Using first and last functions¶

Let us understand the usage of first and last value functions.

Let us start spark context for this Notebook so that we can execute the code provided. You can sign up for our 10 node state of the art cluster/labs to learn Spark SQL using our unique integrated LMS.

from pyspark.sql import SparkSession

import getpass
username = getpass.getuser()

spark = SparkSession. \
    builder. \
    config('spark.ui.port', '0'). \
    config("spark.sql.warehouse.dir", f"/user/{username}/warehouse"). \
    enableHiveSupport(). \
    appName(f'{username} | Python - Windowing Functions'). \
    master('yarn'). \
    getOrCreate()

If you are going to use CLIs, you can use Spark SQL using one of the 3 approaches.

Using Spark SQL

spark2-sql \
    --master yarn \
    --conf spark.ui.port=0 \
    --conf spark.sql.warehouse.dir=/user/${USER}/warehouse

Using Scala

spark2-shell \
    --master yarn \
    --conf spark.ui.port=0 \
    --conf spark.sql.warehouse.dir=/user/${USER}/warehouse

Using Pyspark

pyspark2 \
    --master yarn \
    --conf spark.ui.port=0 \
    --conf spark.sql.warehouse.dir=/user/${USER}/warehouse

spark.conf.set('spark.sql.shuffle.partitions', '2')

Let us get highest paid employee and least paid employee with in each department for each employee using employees data set.
You can also use max to get max salary for each department, but you cannot get other attributes related to ma salary such as employee id, name etc. With first or last, you can get other details as well.
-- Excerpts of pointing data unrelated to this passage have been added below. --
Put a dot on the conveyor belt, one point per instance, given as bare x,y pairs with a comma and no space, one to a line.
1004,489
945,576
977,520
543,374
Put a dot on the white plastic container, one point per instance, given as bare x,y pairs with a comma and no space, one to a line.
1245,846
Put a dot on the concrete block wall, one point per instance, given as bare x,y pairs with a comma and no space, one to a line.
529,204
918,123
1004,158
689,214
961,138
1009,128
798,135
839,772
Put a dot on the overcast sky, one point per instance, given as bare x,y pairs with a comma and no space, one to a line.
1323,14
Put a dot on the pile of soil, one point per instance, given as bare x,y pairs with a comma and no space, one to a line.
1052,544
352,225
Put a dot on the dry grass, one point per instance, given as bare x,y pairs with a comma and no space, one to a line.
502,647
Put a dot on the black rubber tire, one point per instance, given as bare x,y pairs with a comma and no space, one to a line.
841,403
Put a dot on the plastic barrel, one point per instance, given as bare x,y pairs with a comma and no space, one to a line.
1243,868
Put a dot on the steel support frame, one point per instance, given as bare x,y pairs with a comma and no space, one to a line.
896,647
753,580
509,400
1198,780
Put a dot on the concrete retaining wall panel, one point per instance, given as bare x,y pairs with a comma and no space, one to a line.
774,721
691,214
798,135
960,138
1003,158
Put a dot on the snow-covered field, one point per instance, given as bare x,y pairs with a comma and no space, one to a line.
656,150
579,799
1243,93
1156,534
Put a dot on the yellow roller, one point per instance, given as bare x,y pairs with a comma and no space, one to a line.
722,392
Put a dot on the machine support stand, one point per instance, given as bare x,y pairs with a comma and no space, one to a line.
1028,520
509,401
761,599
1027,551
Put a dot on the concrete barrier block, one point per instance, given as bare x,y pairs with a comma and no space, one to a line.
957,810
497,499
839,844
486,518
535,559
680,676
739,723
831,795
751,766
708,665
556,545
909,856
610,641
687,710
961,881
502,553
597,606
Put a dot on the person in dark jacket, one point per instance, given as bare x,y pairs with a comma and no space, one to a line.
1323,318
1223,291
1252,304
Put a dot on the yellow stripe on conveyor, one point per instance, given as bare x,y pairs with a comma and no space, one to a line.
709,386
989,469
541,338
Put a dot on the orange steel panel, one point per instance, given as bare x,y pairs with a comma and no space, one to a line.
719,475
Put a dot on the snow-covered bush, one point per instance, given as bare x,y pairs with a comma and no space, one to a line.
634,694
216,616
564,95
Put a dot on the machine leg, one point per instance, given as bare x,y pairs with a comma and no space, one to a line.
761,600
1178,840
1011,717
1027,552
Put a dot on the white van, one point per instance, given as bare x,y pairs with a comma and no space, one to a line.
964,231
employeesPath = '/public/hr_db/employees'

employees = spark. \
    read. \
    format('csv'). \
    option('sep', '\t'). \
    schema('''employee_id INT, 
              first_name STRING, 
              last_name STRING, 
              email STRING,
              phone_number STRING, 
              hire_date STRING, 
              job_id STRING, 
              salary FLOAT,
              commission_pct STRING,
              manager_id STRING, 
              department_id STRING
            '''). \
    load(employeesPath)

from pyspark.sql.functions import col

employees. \
    select('employee_id', 
           col('department_id').cast('int').alias('department_id'), 
           'salary'
          ). \
    orderBy('department_id', 'salary'). \
    show()

+-----------+-------------+-------+
|employee_id|department_id| salary|
+-----------+-------------+-------+
|        178|         null| 7000.0|
|        200|           10| 4400.0|
|        202|           20| 6000.0|
|        201|           20|13000.0|
|        119|           30| 2500.0|
|        118|           30| 2600.0|
|        117|           30| 2800.0|
|        116|           30| 2900.0|
|        115|           30| 3100.0|
|        114|           30|11000.0|
|        203|           40| 6500.0|
|        132|           50| 2100.0|
|        136|           50| 2200.0|
|        128|           50| 2200.0|
|        127|           50| 2400.0|
|        135|           50| 2400.0|
|        140|           50| 2500.0|
|        144|           50| 2500.0|
|        191|           50| 2500.0|
|        182|           50| 2500.0|
+-----------+-------------+-------+
only showing top 20 rows

from pyspark.sql.window import Window

spec = Window. \
    partitionBy('department_id'). \
    orderBy(col('salary').desc())

from pyspark.sql.functions import first

employees. \
    select('employee_id', 
           col('department_id').cast('int').alias('department_id'), 
           'salary'
          ). \
    withColumn("highest_salary", first('salary').over(spec)). \
    withColumn("highest_employee_id", first('employee_id').over(spec)). \
    orderBy("department_id", col("salary").desc()). \
    show()

+-----------+-------------+-------+--------------+-------------------+
|employee_id|department_id| salary|highest_salary|highest_employee_id|
+-----------+-------------+-------+--------------+-------------------+
|        178|         null| 7000.0|        7000.0|                178|
|        200|           10| 4400.0|        4400.0|                200|
|        201|           20|13000.0|       13000.0|                201|
|        202|           20| 6000.0|       13000.0|                201|
|        114|           30|11000.0|       11000.0|                114|
|        115|           30| 3100.0|       11000.0|                114|
|        116|           30| 2900.0|       11000.0|                114|
|        117|           30| 2800.0|       11000.0|                114|
|        118|           30| 2600.0|       11000.0|                114|
|        119|           30| 2500.0|       11000.0|                114|
|        203|           40| 6500.0|        6500.0|                203|
|        121|           50| 8200.0|        8200.0|                121|
|        120|           50| 8000.0|        8200.0|                121|
|        122|           50| 7900.0|        8200.0|                121|
|        123|           50| 6500.0|        8200.0|                121|
|        124|           50| 5800.0|        8200.0|                121|
|        184|           50| 4200.0|        8200.0|                121|
|        185|           50| 4100.0|        8200.0|                121|
|        192|           50| 4000.0|        8200.0|                121|
|        193|           50| 3900.0|        8200.0|                121|
+-----------+-------------+-------+--------------+-------------------+
only showing top 20 rows

The default functionality of last function is to use the rows between unbounded preceding to current row. We need to change the rows between to unbounded preceding to unbounded following.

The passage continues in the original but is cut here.